Beautiful, clear, and compelling copy without a strong core message will do little to produce results for a client. This book is the guide to understanding why some ideas have staying power and others don't. And through the authors' memorable storytelling and examples, it teaches you the principles of "stickiness" that you can apply to your own writing and branding.
This books pulls from the film industry, but its lessons are highly relevant for those in marketing and sales. It details the qualities of the protagonist (the role your customers should play in your brand's story), how emotions drive stories, and how to create drama that will engage an audience. While our stories might be shorter -- though that's no longer always the case -- it's important to know the rules and formulas that have created the most memorable stories of our time.
Ann Handley, chief content officer at MarketingProfs, wants to help content creators -- which now includes everyone -- become better writers and better communicators. This book is more for content marketers as it includes chapters on creating trustworthy editorial content, basic grammar and writing rules, and tools for writing, organizing, and planning content. Handley gives us a modern view of creating online content that is useful, empathetic, and inspiring.
Stephen King is one of the most prolific writers, having published 55 novels and recently even writing an op-ed in the New York Times on the subject of whether a writer can write too much. This book is part autobiography and part writing advice that ultimately reveals how writing and life are inextricably intertwined. He gives advice on plot, structure, dialogue, and descriptions, and he emphasizes routine and giving critiques. He's also not afraid of an opinion. “The road to hell is paved with adverbs,” King writes.
One of the best reasons to read this book is to absorb King's conversational, entertaining, yet straightforward style of writing.
Claude C. Hopkins believed that advertising's job was to sell.
You are writing on a serious subject -- the subject of money-spending," he wrote.

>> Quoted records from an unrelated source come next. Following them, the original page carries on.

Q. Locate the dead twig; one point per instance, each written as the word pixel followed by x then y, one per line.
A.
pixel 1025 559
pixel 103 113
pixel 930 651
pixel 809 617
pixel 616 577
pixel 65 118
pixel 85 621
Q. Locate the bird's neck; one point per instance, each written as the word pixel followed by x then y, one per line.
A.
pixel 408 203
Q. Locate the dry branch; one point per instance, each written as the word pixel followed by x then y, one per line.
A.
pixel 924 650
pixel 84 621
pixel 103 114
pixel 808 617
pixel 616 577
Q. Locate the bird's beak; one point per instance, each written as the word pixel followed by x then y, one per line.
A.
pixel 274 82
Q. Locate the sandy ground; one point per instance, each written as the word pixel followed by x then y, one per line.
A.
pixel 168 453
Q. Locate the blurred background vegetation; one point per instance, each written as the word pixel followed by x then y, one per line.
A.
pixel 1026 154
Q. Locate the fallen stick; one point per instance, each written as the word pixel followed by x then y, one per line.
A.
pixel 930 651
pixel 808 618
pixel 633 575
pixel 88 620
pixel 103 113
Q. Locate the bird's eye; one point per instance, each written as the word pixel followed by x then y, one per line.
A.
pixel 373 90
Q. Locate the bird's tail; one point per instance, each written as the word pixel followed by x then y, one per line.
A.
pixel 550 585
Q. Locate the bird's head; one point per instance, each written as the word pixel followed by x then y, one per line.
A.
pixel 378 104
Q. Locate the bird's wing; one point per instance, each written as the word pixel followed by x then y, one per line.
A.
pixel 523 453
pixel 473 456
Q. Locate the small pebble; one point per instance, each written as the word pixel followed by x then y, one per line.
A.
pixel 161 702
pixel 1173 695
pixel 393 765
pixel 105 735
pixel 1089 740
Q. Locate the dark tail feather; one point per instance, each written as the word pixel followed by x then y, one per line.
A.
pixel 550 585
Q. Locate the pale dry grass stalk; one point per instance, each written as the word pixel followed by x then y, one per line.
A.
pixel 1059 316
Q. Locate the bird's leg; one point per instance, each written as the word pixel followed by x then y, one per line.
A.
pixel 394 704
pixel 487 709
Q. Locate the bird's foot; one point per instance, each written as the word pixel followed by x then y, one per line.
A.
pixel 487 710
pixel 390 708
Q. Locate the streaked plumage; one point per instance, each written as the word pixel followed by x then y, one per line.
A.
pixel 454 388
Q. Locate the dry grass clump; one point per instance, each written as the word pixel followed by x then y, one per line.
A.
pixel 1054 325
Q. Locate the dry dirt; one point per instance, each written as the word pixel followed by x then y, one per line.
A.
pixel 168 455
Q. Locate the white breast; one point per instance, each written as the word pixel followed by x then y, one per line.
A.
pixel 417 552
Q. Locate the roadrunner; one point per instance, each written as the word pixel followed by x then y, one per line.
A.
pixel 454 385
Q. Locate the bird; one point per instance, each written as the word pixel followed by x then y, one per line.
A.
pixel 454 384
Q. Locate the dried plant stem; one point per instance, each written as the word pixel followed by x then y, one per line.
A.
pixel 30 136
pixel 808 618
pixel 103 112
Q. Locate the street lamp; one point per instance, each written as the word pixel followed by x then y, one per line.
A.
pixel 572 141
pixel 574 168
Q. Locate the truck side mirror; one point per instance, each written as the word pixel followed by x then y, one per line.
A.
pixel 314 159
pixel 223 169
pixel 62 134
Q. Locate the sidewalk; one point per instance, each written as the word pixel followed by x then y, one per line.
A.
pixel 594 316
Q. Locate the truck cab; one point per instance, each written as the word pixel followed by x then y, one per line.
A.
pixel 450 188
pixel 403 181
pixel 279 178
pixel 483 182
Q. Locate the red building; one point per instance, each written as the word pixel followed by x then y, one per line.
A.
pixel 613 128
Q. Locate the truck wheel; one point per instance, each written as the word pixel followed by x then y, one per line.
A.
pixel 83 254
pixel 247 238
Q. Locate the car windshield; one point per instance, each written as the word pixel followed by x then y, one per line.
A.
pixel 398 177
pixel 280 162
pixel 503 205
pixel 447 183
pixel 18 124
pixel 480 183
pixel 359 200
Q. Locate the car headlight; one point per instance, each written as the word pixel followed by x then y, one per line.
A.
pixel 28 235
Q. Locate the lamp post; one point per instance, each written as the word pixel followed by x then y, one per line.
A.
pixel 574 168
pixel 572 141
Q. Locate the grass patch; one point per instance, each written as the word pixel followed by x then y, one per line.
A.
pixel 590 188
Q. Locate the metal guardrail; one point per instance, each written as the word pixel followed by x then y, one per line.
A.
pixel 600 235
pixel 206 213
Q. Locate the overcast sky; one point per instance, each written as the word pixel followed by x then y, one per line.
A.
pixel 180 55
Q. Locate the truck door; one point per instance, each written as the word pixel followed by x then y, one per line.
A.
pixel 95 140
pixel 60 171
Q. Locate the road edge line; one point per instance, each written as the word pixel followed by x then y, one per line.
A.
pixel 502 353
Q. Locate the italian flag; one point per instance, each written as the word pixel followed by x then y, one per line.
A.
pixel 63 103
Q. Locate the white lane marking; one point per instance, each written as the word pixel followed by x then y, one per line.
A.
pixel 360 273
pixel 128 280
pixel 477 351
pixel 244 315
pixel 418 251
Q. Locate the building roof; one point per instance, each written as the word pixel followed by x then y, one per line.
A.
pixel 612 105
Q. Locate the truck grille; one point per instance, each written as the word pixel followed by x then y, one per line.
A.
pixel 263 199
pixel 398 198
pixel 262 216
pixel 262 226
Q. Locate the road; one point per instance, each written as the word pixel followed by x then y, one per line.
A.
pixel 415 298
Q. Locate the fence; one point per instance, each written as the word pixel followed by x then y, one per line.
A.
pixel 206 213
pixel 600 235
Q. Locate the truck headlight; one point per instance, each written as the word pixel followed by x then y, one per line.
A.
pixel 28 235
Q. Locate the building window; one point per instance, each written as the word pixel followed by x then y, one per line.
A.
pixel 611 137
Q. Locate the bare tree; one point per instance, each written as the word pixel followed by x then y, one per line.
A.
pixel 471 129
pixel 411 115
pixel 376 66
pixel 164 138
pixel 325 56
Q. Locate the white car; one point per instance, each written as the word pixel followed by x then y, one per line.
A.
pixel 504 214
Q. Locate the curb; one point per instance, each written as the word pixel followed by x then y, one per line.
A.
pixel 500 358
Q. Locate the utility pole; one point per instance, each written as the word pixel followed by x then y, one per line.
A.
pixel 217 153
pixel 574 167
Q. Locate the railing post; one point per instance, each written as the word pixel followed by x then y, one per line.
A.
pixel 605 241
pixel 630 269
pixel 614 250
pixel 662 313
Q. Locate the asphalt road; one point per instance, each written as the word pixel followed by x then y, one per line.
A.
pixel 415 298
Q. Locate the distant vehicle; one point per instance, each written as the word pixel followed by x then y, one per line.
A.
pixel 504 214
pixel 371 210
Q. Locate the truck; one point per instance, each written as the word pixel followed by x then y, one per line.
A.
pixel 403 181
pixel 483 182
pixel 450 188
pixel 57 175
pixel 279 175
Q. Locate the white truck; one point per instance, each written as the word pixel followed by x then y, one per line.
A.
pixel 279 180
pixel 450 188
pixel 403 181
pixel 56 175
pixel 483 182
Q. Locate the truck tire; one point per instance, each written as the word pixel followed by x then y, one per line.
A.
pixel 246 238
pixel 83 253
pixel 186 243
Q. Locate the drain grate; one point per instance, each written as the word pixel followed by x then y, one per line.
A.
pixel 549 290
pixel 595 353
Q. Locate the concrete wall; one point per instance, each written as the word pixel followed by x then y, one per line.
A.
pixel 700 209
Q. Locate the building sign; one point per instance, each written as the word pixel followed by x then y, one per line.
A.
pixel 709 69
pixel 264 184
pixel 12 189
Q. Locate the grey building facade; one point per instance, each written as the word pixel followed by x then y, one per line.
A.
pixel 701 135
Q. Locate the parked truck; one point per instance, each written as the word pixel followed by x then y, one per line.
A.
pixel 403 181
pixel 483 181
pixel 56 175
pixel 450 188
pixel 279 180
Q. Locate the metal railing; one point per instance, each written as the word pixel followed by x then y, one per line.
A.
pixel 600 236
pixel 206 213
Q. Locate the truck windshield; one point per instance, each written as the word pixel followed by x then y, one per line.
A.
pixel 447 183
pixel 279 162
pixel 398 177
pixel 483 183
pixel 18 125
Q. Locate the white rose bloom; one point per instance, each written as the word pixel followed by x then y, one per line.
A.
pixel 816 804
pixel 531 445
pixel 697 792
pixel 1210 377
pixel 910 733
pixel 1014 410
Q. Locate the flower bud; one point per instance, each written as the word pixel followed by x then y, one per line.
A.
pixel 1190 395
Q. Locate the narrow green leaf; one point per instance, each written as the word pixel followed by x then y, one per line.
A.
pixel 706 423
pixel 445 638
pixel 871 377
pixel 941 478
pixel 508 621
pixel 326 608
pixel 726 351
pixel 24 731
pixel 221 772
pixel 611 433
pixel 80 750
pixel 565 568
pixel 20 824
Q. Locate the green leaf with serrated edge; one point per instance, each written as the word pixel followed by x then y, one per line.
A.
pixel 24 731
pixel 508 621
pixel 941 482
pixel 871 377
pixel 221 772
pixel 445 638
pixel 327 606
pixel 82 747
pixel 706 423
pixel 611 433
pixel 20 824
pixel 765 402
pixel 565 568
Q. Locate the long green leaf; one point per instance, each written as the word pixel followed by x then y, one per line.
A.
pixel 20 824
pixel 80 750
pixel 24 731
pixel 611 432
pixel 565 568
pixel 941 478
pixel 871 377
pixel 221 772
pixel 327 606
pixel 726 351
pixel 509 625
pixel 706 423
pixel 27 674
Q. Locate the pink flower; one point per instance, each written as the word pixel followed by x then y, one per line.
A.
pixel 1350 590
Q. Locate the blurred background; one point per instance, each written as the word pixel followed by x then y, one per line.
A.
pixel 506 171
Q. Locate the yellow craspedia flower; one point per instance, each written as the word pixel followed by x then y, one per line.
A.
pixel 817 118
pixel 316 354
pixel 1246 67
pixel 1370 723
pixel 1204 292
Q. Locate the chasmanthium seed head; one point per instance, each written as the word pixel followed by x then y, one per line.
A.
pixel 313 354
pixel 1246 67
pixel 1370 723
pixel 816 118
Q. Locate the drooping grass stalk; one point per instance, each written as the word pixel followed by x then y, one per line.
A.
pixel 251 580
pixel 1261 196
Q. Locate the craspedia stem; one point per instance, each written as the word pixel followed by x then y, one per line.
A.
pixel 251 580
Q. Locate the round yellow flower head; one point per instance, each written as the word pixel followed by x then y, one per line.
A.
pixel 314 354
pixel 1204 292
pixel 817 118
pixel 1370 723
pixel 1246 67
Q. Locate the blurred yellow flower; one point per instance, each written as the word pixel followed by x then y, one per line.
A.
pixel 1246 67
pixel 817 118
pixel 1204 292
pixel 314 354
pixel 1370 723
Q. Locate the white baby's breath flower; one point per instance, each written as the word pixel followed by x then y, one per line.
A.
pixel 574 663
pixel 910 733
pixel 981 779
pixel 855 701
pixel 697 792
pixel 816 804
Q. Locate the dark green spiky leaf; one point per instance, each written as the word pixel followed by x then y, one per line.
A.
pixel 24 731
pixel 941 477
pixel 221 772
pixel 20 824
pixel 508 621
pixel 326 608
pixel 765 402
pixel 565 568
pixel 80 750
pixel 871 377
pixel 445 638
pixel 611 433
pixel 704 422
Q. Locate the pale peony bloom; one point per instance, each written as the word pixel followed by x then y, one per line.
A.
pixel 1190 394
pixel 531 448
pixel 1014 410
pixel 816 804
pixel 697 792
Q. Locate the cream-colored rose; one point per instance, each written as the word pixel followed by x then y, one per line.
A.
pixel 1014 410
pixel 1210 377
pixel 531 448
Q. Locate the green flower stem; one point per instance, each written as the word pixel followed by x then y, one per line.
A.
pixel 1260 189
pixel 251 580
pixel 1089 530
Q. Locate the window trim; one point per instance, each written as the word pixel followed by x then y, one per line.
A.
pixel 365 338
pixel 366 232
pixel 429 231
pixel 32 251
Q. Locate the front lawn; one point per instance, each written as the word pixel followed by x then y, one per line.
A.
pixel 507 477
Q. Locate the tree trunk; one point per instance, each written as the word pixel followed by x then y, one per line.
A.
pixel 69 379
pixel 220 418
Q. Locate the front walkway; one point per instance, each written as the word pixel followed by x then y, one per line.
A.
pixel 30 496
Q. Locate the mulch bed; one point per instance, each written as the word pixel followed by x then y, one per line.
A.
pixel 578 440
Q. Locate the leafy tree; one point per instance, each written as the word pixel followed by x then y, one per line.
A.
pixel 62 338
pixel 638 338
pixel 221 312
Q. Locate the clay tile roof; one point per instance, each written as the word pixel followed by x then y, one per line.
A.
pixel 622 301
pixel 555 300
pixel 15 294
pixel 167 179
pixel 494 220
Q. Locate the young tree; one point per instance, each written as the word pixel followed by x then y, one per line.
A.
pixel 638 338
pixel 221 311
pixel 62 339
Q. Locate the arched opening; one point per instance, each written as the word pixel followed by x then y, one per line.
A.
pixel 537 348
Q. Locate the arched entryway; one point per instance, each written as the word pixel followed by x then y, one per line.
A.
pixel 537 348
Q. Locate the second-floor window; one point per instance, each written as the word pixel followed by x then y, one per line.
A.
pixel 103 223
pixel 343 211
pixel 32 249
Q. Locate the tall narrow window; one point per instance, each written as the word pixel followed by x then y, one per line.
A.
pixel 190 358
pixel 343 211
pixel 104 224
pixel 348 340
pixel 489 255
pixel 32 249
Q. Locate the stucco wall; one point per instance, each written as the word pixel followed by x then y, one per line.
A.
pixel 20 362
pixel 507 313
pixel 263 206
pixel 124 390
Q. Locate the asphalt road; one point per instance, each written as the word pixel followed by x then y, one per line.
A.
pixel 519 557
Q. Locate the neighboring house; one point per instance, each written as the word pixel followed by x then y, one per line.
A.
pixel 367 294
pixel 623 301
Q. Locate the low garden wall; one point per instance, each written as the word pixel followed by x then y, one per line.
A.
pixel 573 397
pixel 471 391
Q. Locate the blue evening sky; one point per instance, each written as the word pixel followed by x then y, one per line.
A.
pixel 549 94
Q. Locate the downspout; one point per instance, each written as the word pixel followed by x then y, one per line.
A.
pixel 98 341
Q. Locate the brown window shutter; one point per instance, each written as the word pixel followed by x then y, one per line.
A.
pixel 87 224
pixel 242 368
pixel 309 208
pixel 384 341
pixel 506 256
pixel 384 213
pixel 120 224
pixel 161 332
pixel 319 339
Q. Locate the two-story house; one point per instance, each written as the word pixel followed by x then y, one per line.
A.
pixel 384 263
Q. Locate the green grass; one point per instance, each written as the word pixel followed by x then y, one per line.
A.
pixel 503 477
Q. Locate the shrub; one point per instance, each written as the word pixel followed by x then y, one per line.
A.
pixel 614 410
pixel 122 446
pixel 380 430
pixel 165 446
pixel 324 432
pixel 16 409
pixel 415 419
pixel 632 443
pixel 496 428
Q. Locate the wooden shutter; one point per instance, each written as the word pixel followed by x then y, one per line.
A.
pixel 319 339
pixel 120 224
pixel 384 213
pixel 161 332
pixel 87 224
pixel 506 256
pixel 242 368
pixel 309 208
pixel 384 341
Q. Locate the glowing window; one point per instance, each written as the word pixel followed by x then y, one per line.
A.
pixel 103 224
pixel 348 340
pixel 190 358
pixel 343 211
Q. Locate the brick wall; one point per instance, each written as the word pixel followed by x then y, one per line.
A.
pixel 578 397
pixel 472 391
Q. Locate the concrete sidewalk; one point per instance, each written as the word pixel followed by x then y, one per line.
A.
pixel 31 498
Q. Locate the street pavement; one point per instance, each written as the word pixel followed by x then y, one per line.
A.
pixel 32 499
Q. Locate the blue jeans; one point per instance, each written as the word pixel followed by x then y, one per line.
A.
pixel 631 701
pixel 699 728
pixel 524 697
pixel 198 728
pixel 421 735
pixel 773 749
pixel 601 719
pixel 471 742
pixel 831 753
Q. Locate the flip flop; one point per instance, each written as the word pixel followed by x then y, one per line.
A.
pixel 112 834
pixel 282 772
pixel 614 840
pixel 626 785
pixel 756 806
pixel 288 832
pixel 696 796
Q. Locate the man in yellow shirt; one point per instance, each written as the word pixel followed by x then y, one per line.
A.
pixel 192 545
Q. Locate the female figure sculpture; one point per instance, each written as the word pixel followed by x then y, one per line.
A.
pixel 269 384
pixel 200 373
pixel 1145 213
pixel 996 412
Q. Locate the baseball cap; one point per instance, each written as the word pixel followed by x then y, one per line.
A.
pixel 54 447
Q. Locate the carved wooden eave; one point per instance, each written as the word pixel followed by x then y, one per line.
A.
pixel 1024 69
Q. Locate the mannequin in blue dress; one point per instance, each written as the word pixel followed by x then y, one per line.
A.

Scientific Advertising is a quick read that details his advice for writing effective ad copy. He outlines tips for writing headlines, why you should not ask people to buy in your ad, why general statements are harmful to the success of your copy, why you should only focus on new customers, and other timeless suggestions for making the most of the attention you've garnered from your audience.
The Tall Lady With the Iceberg: The Power of Metaphor to Sell, Persuade & Explain Anything to Anyone
Have you ever wanted to explain a concept in terms your readers could more easily understand? Have you struggled with finding the perfect metaphor that would help an abstract concept just "click"?
Anne Miler's book is all about how to create metaphors that grab the attention of, inform, and convince people to buy. It's focused on sales-oriented copy but will apply to anyone wanting to make their reading more fun, engaging, persuasive, and even visual for readers.
This book from Mark Shaw covers writing for different types of copy such as advertising and branding, internal communications, retail, and direct. He provides case studies and interviews with experts for each section, making it a practical guide to learning the art of copy creation.